As reported via Twitter by Pete Brush, who is covering the trial of former adidas executive Jim Gatto on fraud and other charges connected to the scheme for Law360, Bowen said he approached Johnson asking for money to cover rent after the family had moved to Louisville to watch their son.
Brush said Bowen described Johnson as “flabbergasted” by the request, which he said came in late June, but later Johnson agreed to give the father the money.
“He made it clear that this was like a one-time deal for him,” Bowen said under direct examination, according to Brush.
According to Yahoo!
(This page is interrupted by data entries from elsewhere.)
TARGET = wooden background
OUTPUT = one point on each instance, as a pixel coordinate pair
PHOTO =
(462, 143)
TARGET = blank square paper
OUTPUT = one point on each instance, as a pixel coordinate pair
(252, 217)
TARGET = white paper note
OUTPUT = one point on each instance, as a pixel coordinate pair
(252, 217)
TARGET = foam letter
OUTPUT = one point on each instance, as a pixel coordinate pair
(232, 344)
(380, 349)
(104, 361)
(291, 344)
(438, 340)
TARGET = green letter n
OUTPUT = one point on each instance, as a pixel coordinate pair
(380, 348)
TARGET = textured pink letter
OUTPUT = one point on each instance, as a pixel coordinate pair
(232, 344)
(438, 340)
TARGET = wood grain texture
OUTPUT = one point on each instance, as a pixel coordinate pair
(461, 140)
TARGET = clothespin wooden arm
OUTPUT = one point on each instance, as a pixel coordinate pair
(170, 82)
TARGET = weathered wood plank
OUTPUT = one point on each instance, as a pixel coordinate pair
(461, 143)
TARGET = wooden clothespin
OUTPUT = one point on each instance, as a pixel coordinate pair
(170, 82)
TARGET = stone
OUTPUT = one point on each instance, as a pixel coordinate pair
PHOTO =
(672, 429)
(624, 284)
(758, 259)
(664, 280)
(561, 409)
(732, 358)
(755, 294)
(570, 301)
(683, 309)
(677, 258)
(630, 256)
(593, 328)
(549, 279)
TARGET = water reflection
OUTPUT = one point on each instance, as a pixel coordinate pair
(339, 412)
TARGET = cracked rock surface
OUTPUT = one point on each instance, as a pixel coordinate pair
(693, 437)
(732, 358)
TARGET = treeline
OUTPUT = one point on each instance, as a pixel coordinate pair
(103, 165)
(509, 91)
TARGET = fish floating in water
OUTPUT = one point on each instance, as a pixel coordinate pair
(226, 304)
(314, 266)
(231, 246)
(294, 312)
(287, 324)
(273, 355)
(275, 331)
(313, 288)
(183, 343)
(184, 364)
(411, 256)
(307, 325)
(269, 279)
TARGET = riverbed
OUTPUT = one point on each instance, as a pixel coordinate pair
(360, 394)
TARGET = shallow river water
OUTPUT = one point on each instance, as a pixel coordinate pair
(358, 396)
Sports' Dan Wetzel, Bowen told prosecutors that he received the money during a meeting in front of the Galt House Hotel, where he and his wife were renting a $2,300-per-month apartment.
Bowen also told attorneys that while he discussed payments with adidas officials and with agent Christian Dawkins, he did not discuss those arrangements with anyone from U of L.
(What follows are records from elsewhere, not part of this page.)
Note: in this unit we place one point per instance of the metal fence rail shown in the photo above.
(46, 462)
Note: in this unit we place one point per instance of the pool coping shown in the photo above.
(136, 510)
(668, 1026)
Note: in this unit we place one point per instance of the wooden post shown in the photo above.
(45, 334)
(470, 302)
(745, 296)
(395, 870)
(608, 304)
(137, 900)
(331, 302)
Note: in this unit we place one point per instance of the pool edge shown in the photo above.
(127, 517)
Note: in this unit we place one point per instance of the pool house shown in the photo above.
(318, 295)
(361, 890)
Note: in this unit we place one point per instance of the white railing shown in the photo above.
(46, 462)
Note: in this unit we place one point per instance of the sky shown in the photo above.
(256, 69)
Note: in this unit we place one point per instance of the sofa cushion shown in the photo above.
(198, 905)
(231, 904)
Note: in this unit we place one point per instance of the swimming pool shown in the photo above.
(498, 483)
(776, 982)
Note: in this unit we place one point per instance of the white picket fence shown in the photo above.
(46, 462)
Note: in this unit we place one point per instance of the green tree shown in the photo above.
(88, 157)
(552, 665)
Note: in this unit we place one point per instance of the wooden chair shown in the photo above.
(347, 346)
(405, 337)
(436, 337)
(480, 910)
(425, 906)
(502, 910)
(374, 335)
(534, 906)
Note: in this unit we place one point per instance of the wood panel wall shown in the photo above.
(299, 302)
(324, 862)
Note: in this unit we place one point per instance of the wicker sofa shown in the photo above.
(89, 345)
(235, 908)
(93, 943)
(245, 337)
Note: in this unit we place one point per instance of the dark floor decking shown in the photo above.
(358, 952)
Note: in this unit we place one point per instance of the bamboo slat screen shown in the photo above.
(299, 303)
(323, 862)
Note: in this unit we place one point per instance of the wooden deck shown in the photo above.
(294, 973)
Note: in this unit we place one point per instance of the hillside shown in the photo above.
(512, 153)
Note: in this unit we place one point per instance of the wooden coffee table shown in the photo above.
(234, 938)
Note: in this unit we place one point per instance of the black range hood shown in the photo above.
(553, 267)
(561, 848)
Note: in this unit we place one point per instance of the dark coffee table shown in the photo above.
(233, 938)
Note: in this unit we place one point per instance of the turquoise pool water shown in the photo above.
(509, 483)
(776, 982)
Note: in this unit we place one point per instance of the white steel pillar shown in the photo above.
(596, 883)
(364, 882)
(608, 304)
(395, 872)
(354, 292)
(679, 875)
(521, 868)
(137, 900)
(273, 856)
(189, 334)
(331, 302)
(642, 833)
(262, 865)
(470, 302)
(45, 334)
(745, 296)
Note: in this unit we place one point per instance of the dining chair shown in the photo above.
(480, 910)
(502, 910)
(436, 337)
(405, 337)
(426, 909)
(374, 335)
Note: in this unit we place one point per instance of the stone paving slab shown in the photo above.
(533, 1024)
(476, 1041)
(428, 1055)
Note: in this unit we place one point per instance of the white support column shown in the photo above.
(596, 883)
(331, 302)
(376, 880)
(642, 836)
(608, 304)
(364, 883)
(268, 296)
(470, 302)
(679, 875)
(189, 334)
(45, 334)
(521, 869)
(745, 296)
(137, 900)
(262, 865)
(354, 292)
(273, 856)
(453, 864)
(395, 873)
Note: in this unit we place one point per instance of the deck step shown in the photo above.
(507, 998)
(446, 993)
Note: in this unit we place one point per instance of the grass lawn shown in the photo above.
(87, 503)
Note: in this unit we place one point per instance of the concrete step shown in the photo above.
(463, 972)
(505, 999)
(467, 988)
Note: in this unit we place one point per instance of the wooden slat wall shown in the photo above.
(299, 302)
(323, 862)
The timing of Johnson’s payment to Bowen could come into consideration, given that U of L went on NCAA probation for violations related to a sex-for-recruits scandal at about the same time that summer.
The NCAA handed U of L four years’ probation on June, 15, 2017, a decision the school did not appeal.
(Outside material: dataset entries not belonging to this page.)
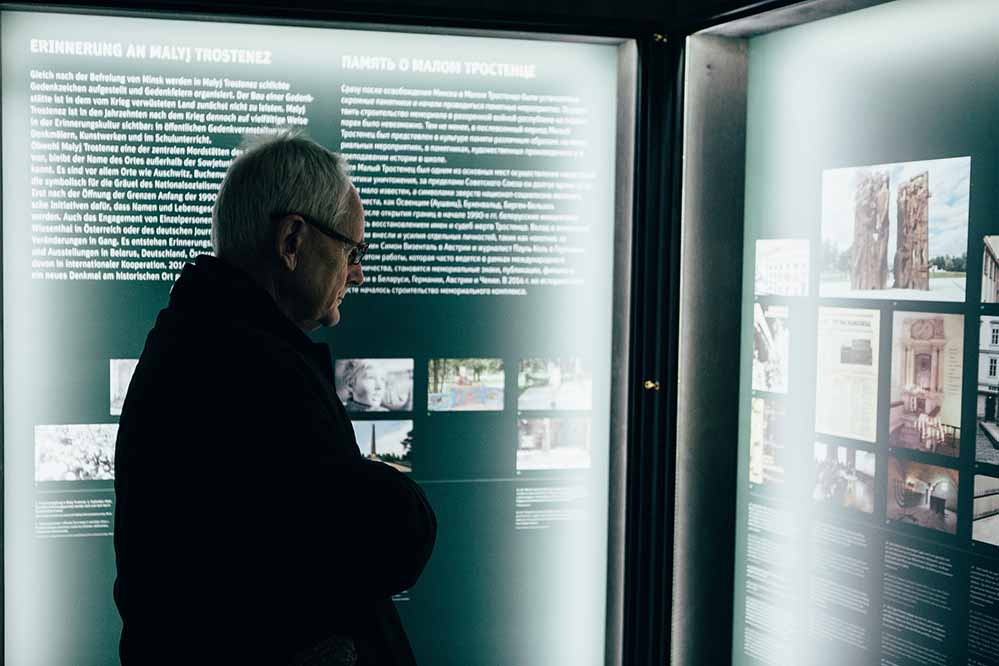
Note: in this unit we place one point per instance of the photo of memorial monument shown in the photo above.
(987, 406)
(781, 267)
(985, 517)
(554, 443)
(465, 384)
(390, 442)
(921, 494)
(771, 348)
(77, 452)
(768, 450)
(554, 383)
(122, 370)
(844, 477)
(896, 231)
(990, 269)
(375, 384)
(926, 368)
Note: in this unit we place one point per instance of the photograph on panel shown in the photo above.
(927, 352)
(390, 442)
(844, 477)
(990, 270)
(985, 517)
(846, 383)
(781, 267)
(896, 231)
(77, 452)
(987, 409)
(921, 494)
(771, 348)
(122, 370)
(375, 384)
(554, 383)
(768, 449)
(465, 384)
(558, 442)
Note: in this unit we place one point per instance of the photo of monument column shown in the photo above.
(896, 231)
(927, 354)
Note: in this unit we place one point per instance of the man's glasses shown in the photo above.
(357, 250)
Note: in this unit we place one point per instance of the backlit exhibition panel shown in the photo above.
(867, 524)
(476, 356)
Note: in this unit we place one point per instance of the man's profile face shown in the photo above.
(326, 273)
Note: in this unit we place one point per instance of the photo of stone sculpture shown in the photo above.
(985, 518)
(987, 405)
(990, 269)
(122, 370)
(375, 384)
(844, 477)
(771, 348)
(767, 443)
(390, 442)
(465, 384)
(554, 383)
(553, 443)
(78, 452)
(926, 369)
(781, 267)
(921, 494)
(896, 231)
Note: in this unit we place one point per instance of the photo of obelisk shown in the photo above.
(912, 253)
(869, 260)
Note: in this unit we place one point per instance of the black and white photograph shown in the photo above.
(896, 231)
(554, 383)
(122, 370)
(768, 452)
(927, 358)
(76, 452)
(781, 267)
(771, 348)
(986, 417)
(465, 384)
(390, 442)
(990, 269)
(844, 477)
(375, 384)
(985, 521)
(561, 442)
(921, 494)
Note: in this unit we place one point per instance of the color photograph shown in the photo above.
(926, 367)
(896, 231)
(465, 384)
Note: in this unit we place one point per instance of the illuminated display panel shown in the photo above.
(487, 167)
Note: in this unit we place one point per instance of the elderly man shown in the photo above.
(248, 528)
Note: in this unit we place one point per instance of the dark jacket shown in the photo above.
(247, 525)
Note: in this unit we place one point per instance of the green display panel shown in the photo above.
(476, 356)
(869, 449)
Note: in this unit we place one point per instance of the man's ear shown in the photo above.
(289, 241)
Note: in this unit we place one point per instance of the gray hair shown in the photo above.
(285, 172)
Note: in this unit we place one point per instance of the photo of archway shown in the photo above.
(927, 361)
(896, 231)
(921, 494)
(844, 477)
(465, 384)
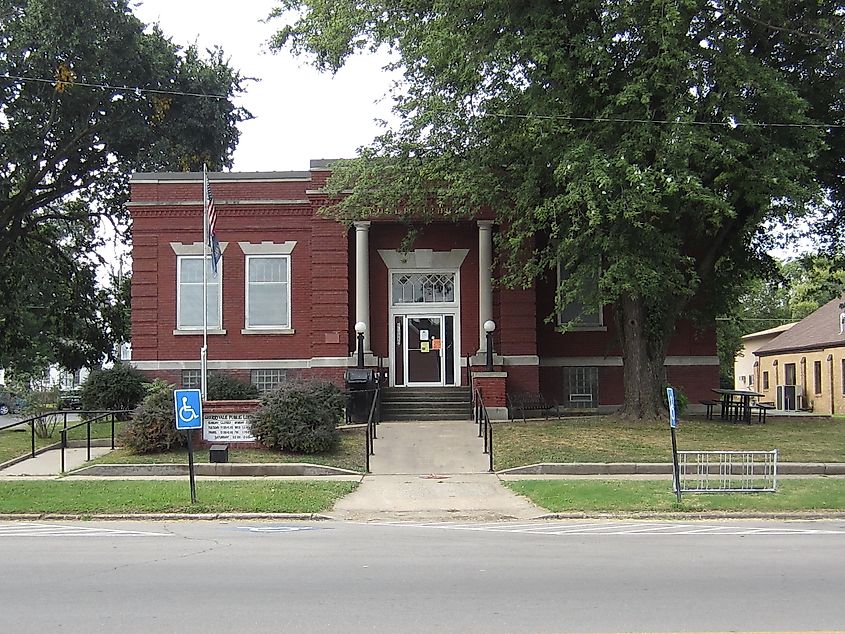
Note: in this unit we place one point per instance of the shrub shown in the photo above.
(119, 387)
(223, 387)
(153, 428)
(301, 417)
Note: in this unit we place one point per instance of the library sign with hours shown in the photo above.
(225, 427)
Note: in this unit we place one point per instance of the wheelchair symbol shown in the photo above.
(186, 412)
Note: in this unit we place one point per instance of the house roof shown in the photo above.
(770, 331)
(818, 330)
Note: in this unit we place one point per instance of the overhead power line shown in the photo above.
(503, 115)
(133, 89)
(724, 124)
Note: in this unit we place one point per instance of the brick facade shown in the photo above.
(284, 207)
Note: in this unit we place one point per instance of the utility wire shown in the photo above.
(136, 90)
(502, 115)
(726, 124)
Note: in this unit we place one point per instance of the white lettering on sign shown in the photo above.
(225, 427)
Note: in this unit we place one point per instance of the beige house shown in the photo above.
(804, 367)
(745, 363)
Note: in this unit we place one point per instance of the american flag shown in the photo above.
(211, 214)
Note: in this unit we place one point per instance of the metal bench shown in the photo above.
(521, 402)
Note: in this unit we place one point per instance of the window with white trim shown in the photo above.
(189, 293)
(578, 314)
(268, 291)
(581, 387)
(423, 288)
(268, 380)
(191, 379)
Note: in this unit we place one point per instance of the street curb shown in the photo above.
(704, 515)
(153, 517)
(656, 468)
(164, 517)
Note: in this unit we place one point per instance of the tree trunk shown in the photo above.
(644, 345)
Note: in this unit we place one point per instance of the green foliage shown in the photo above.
(627, 133)
(224, 387)
(119, 388)
(300, 417)
(67, 149)
(153, 428)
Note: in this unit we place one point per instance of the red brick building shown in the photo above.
(292, 284)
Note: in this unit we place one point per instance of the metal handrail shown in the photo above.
(372, 422)
(98, 416)
(485, 427)
(469, 378)
(87, 422)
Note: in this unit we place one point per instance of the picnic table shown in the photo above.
(736, 404)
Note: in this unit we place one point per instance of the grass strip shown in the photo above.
(563, 496)
(132, 496)
(606, 439)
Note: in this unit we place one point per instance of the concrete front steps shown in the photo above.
(414, 403)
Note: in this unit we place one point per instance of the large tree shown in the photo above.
(89, 94)
(652, 139)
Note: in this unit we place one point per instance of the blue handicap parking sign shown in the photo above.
(188, 404)
(673, 419)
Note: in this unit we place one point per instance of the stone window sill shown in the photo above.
(268, 331)
(210, 331)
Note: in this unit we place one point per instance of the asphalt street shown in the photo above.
(561, 576)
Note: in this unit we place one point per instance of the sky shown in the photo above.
(300, 113)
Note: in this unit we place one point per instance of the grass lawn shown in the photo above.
(563, 496)
(348, 455)
(603, 439)
(124, 496)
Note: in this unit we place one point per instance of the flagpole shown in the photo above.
(204, 349)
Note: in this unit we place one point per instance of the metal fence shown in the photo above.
(734, 471)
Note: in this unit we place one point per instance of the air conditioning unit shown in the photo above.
(787, 397)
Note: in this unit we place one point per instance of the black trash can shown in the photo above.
(360, 386)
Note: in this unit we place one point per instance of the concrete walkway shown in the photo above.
(50, 462)
(431, 471)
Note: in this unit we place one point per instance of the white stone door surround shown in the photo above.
(424, 261)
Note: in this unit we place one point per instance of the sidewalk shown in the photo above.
(431, 471)
(49, 463)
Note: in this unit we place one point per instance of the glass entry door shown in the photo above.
(424, 350)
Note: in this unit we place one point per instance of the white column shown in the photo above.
(485, 280)
(362, 277)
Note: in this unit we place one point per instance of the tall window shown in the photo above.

The program would face enhanced sanctions as a repeat offender if it were to commit a violation after that point, particularly one as serious as an assistant coach giving a recruit’s family $1,300 in cash.
Prosecutors also have said that former U of L assistant Jordan Fair gave $900 to the family of another recruit.
This admission could be a groundbreaker for the NCAA, which changed its rules earlier this year to allow it to use information in such court proceedings as evidence in its own findings of wrongdoing. What the NCAA’s process for handling such an accusation and admission, and how quickly it might act to add penalties to a school in Louisville’s situation, constitutes new ground for the association.
Kenny Johnson was hired as an assistant at LaSalle University earlier this year. Officials at that school had no comment on the allegations against Johnson.
Bowen concluded his testimony on direct examination this morning, and has begun to answer questions under cross examination. When defense attorneys asked him if he hadn’t conspired with Dawkins to “rip off” U of L, prosecutors objected to the question and it was sustained.
One wrinkle during cross-examination: Bowen said he could not recall details on money received from a couple of schools that he earlier had outlined to investigators.